2. Register Your Hook

Airflow discovers hooks by scanning directories specified in the plugins_folder Airflow configuration or by placing them in the plugins directory of your Airflow project.

Create a directory structure like this:


airflow_home/
├── dags/
│   └── my_dag.py
└── plugins/
    └── my_custom_plugin/
        ├── __init__.py
        └── hooks/
            ├── __init__.py
            └── my_custom_hook.py
                

In plugins/__init__.py, you might expose your hook:


from airflow.plugins_manager import AirflowPlugin
from my_custom_plugin.hooks.my_custom_hook import MyCustomHook

class MyCustomPlugin(AirflowPlugin):
    name = "my_custom_plugin"
    hooks = [MyCustomHook]
    operators = []
    sensors = []
    executors = []
    admin_views = []
    flask_blueprints = []
    menu_links = []
    appbuilder_views = []
    appbuilder_menu_items = []
    global_operator_args = {}
    on_startup = []
    on_import_errors = []
                

Ensure your airflow.cfg has:


[core]
plugins_folder = /path/to/your/airflow_home/plugins
                

Or simply place your hook file within the plugins/hooks/ directory. Airflow will automatically discover it if the plugins_folder is configured correctly.

3. Configure Connections

You need to create an Airflow Connection in the UI (Admin -> Connections) or via the CLI that your hook can reference. The connection details should match what your hook expects.

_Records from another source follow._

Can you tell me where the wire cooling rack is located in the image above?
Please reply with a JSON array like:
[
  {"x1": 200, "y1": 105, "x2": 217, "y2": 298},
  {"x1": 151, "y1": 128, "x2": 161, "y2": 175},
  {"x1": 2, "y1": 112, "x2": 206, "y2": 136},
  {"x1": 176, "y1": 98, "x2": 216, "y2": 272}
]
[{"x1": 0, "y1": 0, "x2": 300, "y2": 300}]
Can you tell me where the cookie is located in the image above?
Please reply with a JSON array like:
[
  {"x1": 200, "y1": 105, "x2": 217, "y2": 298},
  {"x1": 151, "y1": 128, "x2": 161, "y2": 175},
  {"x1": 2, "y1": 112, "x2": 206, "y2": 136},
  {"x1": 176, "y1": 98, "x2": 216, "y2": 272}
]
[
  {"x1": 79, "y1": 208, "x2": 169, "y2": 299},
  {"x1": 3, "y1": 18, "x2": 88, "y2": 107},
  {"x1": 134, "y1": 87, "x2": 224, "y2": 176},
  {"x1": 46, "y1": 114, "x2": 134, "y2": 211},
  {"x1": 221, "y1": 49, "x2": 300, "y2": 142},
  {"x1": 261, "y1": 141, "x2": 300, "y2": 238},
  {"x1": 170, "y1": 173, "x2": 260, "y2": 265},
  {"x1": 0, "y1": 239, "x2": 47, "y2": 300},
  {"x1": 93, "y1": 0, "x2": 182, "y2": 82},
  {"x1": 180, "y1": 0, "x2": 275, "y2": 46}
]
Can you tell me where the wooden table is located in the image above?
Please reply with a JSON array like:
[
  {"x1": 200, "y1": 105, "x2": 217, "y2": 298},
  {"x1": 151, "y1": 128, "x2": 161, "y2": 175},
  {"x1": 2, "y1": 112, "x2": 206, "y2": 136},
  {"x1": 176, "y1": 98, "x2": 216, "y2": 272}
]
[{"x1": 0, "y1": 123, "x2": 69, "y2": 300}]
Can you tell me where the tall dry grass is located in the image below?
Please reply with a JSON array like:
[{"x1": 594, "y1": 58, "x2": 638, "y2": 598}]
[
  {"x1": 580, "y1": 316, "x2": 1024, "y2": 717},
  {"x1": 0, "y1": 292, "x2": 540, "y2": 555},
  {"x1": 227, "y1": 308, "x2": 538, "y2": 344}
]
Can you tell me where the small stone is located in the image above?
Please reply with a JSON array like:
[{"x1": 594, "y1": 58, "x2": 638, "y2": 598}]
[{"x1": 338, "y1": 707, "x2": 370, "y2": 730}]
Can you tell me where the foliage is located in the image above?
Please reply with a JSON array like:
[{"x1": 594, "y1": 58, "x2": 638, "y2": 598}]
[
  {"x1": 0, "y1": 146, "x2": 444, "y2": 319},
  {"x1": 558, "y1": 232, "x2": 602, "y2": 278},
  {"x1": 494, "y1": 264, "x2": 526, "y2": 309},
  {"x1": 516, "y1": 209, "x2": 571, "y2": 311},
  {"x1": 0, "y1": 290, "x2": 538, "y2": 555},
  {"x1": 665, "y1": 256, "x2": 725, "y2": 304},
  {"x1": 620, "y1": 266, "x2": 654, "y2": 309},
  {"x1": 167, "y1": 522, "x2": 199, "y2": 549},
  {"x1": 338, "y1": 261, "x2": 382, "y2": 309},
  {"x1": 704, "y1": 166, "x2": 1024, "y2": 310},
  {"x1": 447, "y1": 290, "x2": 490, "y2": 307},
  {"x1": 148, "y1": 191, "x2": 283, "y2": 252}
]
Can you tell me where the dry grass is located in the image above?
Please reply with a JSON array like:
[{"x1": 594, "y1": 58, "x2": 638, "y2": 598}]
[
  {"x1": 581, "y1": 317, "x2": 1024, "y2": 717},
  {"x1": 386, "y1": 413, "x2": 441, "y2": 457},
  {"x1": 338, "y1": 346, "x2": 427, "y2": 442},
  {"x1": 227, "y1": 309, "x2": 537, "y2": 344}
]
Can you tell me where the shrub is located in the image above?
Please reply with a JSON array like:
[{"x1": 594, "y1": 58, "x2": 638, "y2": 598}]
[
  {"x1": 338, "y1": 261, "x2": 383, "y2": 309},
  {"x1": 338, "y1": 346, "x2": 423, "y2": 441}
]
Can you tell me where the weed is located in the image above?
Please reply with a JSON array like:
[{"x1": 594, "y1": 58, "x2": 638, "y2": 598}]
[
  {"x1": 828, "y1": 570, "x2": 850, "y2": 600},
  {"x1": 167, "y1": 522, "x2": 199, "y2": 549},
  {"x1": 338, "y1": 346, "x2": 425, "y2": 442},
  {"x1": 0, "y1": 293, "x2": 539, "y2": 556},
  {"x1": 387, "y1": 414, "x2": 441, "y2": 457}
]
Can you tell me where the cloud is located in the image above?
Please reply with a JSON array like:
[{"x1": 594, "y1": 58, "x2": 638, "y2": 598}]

  • Conn Id: my_awesome_service_conn (or whatever you set my_custom_conn_id to)
  • Conn Type: Custom (or HTTP if applicable and you adapt your hook)
  • Host: The base URL of your service (e.g., https://api.example.com)
  • Login: Your API username or token
  • Password: Your API password or secret
  • Extra: You can use the 'Extra' field for additional parameters, often as a JSON string.

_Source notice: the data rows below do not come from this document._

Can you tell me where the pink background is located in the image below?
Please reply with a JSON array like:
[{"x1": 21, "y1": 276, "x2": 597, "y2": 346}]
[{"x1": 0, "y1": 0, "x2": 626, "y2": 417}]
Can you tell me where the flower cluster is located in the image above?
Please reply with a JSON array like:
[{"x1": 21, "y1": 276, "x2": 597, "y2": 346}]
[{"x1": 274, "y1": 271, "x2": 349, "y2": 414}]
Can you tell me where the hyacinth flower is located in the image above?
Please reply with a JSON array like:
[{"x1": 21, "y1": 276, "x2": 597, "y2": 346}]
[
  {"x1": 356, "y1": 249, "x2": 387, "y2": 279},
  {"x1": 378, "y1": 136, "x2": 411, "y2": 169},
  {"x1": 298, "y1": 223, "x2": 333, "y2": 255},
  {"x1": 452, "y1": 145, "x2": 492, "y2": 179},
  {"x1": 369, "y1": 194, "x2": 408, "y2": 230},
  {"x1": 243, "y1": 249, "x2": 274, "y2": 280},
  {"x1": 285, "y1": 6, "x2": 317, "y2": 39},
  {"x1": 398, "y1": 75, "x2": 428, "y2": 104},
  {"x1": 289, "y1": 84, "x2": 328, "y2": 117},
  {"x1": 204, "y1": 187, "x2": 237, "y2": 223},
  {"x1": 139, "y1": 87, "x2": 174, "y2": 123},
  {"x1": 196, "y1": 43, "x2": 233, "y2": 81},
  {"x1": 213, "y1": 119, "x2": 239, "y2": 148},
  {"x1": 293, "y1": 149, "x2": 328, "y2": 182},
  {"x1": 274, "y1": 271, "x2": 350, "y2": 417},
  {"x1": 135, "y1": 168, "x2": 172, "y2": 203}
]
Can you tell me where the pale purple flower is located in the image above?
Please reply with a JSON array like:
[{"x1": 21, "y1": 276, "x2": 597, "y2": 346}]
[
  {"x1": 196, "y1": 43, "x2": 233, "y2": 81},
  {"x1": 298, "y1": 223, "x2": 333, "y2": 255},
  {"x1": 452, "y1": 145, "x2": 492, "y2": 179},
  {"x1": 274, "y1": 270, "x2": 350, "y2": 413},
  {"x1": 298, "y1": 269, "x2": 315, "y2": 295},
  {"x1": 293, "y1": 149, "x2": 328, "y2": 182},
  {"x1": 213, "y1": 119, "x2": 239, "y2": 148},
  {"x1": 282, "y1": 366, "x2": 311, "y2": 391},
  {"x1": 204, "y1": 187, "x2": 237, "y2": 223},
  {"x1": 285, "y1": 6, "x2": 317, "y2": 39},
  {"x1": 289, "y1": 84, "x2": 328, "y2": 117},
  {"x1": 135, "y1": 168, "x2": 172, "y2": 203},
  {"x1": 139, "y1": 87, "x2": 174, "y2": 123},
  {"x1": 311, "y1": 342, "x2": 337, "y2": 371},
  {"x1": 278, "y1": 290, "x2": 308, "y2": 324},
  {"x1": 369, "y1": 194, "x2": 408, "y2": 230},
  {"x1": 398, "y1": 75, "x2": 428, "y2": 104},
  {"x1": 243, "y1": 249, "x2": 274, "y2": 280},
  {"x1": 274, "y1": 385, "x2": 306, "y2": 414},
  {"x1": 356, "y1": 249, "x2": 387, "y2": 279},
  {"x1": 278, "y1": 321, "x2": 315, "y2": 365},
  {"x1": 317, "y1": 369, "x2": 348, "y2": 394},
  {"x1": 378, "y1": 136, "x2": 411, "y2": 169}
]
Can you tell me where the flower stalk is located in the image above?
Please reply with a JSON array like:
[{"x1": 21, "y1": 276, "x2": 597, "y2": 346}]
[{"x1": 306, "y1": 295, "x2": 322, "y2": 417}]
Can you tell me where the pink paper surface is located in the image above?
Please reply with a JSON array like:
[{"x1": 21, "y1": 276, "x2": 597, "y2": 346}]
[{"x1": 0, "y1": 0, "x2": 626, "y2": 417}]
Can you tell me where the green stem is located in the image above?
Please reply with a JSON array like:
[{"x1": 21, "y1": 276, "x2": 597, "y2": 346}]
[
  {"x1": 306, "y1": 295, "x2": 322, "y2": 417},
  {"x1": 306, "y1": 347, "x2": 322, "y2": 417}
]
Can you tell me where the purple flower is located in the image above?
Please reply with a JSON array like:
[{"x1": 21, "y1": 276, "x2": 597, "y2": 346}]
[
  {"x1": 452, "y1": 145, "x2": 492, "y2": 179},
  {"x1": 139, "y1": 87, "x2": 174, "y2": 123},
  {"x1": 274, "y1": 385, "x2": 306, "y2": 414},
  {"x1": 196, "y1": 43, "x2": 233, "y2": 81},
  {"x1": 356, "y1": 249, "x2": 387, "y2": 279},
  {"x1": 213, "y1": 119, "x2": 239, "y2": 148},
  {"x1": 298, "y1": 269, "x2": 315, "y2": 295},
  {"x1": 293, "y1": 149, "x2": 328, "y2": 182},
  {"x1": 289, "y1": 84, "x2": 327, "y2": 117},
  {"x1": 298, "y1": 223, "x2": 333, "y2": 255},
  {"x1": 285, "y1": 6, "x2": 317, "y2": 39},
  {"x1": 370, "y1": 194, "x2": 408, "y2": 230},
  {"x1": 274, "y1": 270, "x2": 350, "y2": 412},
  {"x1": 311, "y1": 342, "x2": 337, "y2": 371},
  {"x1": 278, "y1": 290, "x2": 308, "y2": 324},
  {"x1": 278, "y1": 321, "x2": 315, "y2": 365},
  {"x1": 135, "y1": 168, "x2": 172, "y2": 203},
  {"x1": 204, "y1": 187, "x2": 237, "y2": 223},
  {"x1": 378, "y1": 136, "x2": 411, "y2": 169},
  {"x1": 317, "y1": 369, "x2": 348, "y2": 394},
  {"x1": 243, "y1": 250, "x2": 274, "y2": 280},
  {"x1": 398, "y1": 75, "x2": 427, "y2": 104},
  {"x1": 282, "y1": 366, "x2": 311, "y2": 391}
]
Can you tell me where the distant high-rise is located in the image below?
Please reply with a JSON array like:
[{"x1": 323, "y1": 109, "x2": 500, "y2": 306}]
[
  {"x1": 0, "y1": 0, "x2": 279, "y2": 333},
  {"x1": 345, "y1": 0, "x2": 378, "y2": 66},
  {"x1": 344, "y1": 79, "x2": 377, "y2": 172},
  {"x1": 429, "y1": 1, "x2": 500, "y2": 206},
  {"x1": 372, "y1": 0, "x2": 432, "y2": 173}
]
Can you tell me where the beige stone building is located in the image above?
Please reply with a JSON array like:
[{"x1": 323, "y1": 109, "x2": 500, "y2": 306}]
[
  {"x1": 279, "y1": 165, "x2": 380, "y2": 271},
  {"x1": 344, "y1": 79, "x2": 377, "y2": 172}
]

Note: Sensitive information like API keys should ideally be stored in the Login or Password fields, or securely managed through other means.

Key Considerations for Custom Hooks

  • Error Handling: Implement robust error handling within your hook methods. Use try...except blocks to catch potential issues with the external service and log them appropriately.
  • Connection Management: Ensure connections are properly opened and closed. The get_conn method should ideally be idempotent (calling it multiple times doesn't create new connections). Implement a close method to release resources.
  • Idempotency: Design your hook methods to be idempotent where possible, especially if they perform state-changing operations. This helps prevent unintended side effects if a task is retried.
  • Logging: Use Airflow's logger (self.log) to provide informative messages about the hook's operations.
  • Security: Be mindful of how you handle credentials. Avoid hardcoding sensitive information directly in the hook code.
  • Dependencies: If your hook relies on external Python libraries (e.g., requests, boto3), ensure these libraries are installed in your Airflow environment.

Tip: For HTTP-based services, consider inheriting from airflow.providers.http.hooks.http.HttpHook as it provides a good foundation for making HTTP requests.

Warning: Ensure your custom hook is well-tested before deploying it to production. Incorrectly implemented hooks can lead to data loss or pipeline failures.